Nachhaltigkeit versus Preis Den Deutschen ist nicht mehr danach, die Welt zu retten

Top-Thema

Nachhaltig denken und nachhaltig einkaufen? 2024 macht hier der Preis das Rennen. Das zeigt eine Studie der DHBW Heilbronn. Warum es gerade jetzt darauf ankommt, „grüne“ Sortimente zu pflegen.

Donnerstag, 03. Oktober 2024, 08:00 Uhr
Susanne Klopsch
Label machen nachhaltige Produkte sichtbar und liefern Kunden Orientierung. Bildquelle: Santiago Engelhardt

Für Nachhaltigkeit auf eigenen Wohlstand verzichten? Nein sagen hierzu fast 70 Prozent der für eine Studie der Dualen Hochschule Baden-Württemberg (DHBW) Heilbronn Befragten. Die Studie „Attitude-Behavior-Gap im LEH“ wird herausgegeben von Prof. Dr. Ludwig Hierl, Prof. Dr. Oliver Janz und Prof. Dr. Stephan Rüschen. Die jetzt vorgestellte Untersuchung ist die vierte, die erste erschien 2021. Sie zeigt in insgesamt 13 Bereichen auf, wie weit Einstellung (engl. Attitude) und tatsächli­ches Verhalten (engl. Behavior) der Konsumenten beim Einkauf in Sachen Nachhaltigkeit auseinan­dergehen.

Der Ukraine-Krieg und die daraus resultierende Inflation haben im Konsumverhalten der Menschen, aber auch ihrer Einstellung, tiefe Spuren hinter­lassen. „Die Zustimmung, für Nachhaltigkeit auf Wohlstand zu verzichten, ist überraschend stark gesunken“, sagt Stephan Rüschen mit Blick auf die Zustimmungsquote von 30,6 Prozent. Konsumenten verspürten zunehmend eine persönliche wirtschaft­liche Unsicherheit, blieben sehr preissensibel. Eine Konsequenz für den Wissenschaftler: Nachhaltige Produkte sind nicht geeignet, um Marge zu machen.

Für die Studie wurden im August online jeweils mehr als 1.000 Bundesbürger zu Attitude sowie Behavior befragt. In der ersten Studie 2021 wurden zudem Experteninterviews mit 14 Vertretern der Lebensmittelbranche geführt. Die daraus entstan­denen zehn Handlungsempfehlungen sind 2024 aktualisiert worden.

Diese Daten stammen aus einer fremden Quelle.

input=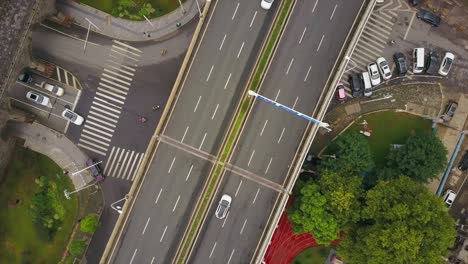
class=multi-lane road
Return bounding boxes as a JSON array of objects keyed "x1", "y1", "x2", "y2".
[{"x1": 188, "y1": 0, "x2": 365, "y2": 263}]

Statistisch gesehen hat sich die Lücke zwischen Einstellung und Einkaufsverhalten mit einem Durchschnittswert von -9 nicht signifikant verändert (siehe Grafik).

Nachhaltiger Einkauf

Insgesamt ist aber zu sehen, dass nachhaltige Kriterien über die Jahre immer seltener für Entscheidungen am Regal und an der Bedientheke relevant sind. Die drei wichtigsten Erkenntnisse für den Handel aus der Befragung? „Vermeidung von Lebensmittelverschwendung, Regionalität und Tierschutz beziehungsweise Tierwohl sind die für die Kunden wichtigsten Kriterien der Nachhaltigkeit“, sagt Rüschen. Am weitesten klaffen Einstel­lung und Tun auseinander bei den Themen faire Lohn- und Arbeitsbedingungen, transparente Informationen sowie dem verantwortungsvollen Handeln der Hersteller. Nicht relevant ist zudem das Thema CO2 für den Kunden. Rüschen greift daher eine der Handlungsempfehlungen auf: „Handel und Hersteller sollten in einer gemeinsamen Initiative ein CO2-Kennzeichen für Lebensmittel konzipieren und umsetzen.“

„Der Gedanke an Nachhaltigkeit beeinflusst mein Ernährungs- und Kaufverhalten“: Diesem Satz stimmten 2024 noch 39,3 Prozent der Befragten zu. Der Wert sank seit 2021 (43,2 Prozent) kontinuier­lich. Zurückgegangen ist auch der Anteil derer, die die angestammte Einkaufsstätte wechseln würden, wenn eine andere ein größeres nachhaltiges Sortiment biete: 2024 galt dies für 33,5 Prozent, ein Jahr zuvor waren es noch 39,7 Prozent. Diese Kundengruppe nimmt Wissenschaftler Stephan Rüschen strategisch in den Blick: „Es gibt Kunden, die nachhaltig orientiert einkaufen und auch die Bereit­schaft haben, dafür die Einkaufsstätte zu wechseln. Daher sind der Aufbau und die Pflege eines Nachhaltigkeitsimages dauerhaft relevant. Nachhaltiges Einkaufen ist kein Selbstläufer.“ Allerdings muss dies tatsächlich „im Einklang mit einem zur Positionierung des Händlers passenden Preisimage sein.“ Das scheine ein Spagat zu sein, „aber die Kunden machen diesen Spagat bei ihren Einkäufen letztendlich auch“.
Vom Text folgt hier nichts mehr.